🤖 AI Summary
This work addresses the scalability limitations of microcanonical Langevin dynamics in large-scale Bayesian deep learning, which stem from its reliance on full-batch gradients and an unclear mechanism for leveraging minibatch gradient noise. The authors develop a continuous-time theoretical framework for stochastic gradient microcanonical dynamics, revealing bias induced by anisotropic noise and numerical instabilities in high-dimensional posterior distributions. To mitigate these issues, they propose gradient-noise preconditioning to reduce bias and introduce an adaptive tuner based on energy variance that automatically selects step sizes while ensuring numerical stability. The resulting SMILE sampler achieves efficient and robust inference in high-dimensional settings such as Bayesian neural networks, demonstrating state-of-the-art performance.
📝 Abstract
Scaling inference methods such as Markov chain Monte Carlo to high-dimensional models remains a central challenge in Bayesian deep learning. A promising recent proposal, microcanonical Langevin Monte Carlo, has shown state-of-the-art performance across a wide range of problems. However, its reliance on full-dataset gradients makes it prohibitively expensive for large-scale problems. This paper addresses a fundamental question: Can microcanonical dynamics effectively leverage mini-batch gradient noise? We provide the first systematic study of this problem, establishing a novel continuous-time theoretical analysis of stochastic-gradient microcanonical dynamics. We reveal two critical failure modes: a theoretically derived bias due to anisotropic gradient noise and numerical instabilities in complex high-dimensional posteriors.
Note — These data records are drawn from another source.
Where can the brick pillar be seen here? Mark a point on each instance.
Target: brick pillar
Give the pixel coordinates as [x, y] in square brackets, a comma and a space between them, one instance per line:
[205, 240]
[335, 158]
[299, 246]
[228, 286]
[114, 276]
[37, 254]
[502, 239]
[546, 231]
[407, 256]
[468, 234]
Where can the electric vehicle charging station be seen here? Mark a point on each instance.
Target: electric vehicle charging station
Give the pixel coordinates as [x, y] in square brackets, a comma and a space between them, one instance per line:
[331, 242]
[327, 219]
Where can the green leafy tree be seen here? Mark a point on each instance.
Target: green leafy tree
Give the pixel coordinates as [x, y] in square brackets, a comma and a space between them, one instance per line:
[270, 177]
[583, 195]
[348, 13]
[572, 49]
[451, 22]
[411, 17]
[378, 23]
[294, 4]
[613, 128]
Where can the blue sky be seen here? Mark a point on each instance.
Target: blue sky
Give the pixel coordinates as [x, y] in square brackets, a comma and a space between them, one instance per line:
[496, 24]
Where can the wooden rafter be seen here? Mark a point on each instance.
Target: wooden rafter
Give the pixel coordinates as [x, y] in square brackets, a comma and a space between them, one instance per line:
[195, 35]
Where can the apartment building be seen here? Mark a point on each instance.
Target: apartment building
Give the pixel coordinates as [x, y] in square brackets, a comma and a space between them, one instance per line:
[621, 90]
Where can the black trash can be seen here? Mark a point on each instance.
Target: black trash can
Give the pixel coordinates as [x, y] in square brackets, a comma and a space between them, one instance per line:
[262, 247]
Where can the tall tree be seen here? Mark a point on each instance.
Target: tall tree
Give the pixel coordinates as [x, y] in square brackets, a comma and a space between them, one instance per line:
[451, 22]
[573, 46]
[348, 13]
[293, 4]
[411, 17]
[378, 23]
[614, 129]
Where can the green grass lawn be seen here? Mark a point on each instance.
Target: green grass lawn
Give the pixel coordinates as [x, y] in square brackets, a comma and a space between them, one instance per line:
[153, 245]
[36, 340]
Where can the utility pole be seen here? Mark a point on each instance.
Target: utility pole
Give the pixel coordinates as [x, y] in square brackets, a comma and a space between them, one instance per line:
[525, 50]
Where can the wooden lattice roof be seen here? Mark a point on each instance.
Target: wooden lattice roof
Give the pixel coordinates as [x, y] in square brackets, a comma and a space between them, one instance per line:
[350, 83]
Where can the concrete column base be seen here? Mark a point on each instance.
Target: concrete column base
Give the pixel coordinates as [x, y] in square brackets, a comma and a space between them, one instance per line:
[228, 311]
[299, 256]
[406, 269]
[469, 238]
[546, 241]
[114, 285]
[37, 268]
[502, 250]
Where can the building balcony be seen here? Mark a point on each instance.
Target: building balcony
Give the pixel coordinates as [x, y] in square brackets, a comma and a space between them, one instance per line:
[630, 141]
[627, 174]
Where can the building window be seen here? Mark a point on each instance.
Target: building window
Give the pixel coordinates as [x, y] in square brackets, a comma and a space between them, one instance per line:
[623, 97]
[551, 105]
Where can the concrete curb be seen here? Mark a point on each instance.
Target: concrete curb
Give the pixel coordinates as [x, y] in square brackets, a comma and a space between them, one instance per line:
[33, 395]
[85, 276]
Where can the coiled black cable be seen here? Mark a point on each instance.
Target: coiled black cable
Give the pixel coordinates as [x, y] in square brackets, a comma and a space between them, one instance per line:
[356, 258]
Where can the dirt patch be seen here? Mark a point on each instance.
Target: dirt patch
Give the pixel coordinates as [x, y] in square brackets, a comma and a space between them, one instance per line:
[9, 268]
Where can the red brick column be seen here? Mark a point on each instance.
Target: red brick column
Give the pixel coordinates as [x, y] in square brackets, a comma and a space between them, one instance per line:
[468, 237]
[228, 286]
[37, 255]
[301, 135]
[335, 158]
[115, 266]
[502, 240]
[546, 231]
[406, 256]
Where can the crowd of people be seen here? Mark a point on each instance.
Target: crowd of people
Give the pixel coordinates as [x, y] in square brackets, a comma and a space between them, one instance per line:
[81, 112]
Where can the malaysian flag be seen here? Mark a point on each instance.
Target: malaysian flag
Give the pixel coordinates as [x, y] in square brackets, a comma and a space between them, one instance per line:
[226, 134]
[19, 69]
To tackle these issues, we propose a principled gradient noise preconditioning scheme shown to significantly reduce this bias and develop a novel, energy-variance-based adaptive tuner that automates step size selection and dynamically informs numerical guardrails. The resulting algorithm is a robust and scalable microcanonical Monte Carlo sampler that achieves state-of-the-art performance on challenging high-dimensional inference tasks like Bayesian neural networks. Combined with recent ensemble techniques, our work unlocks a new class of stochastic microcanonical Langevin ensemble (SMILE) samplers for large-scale Bayesian inference.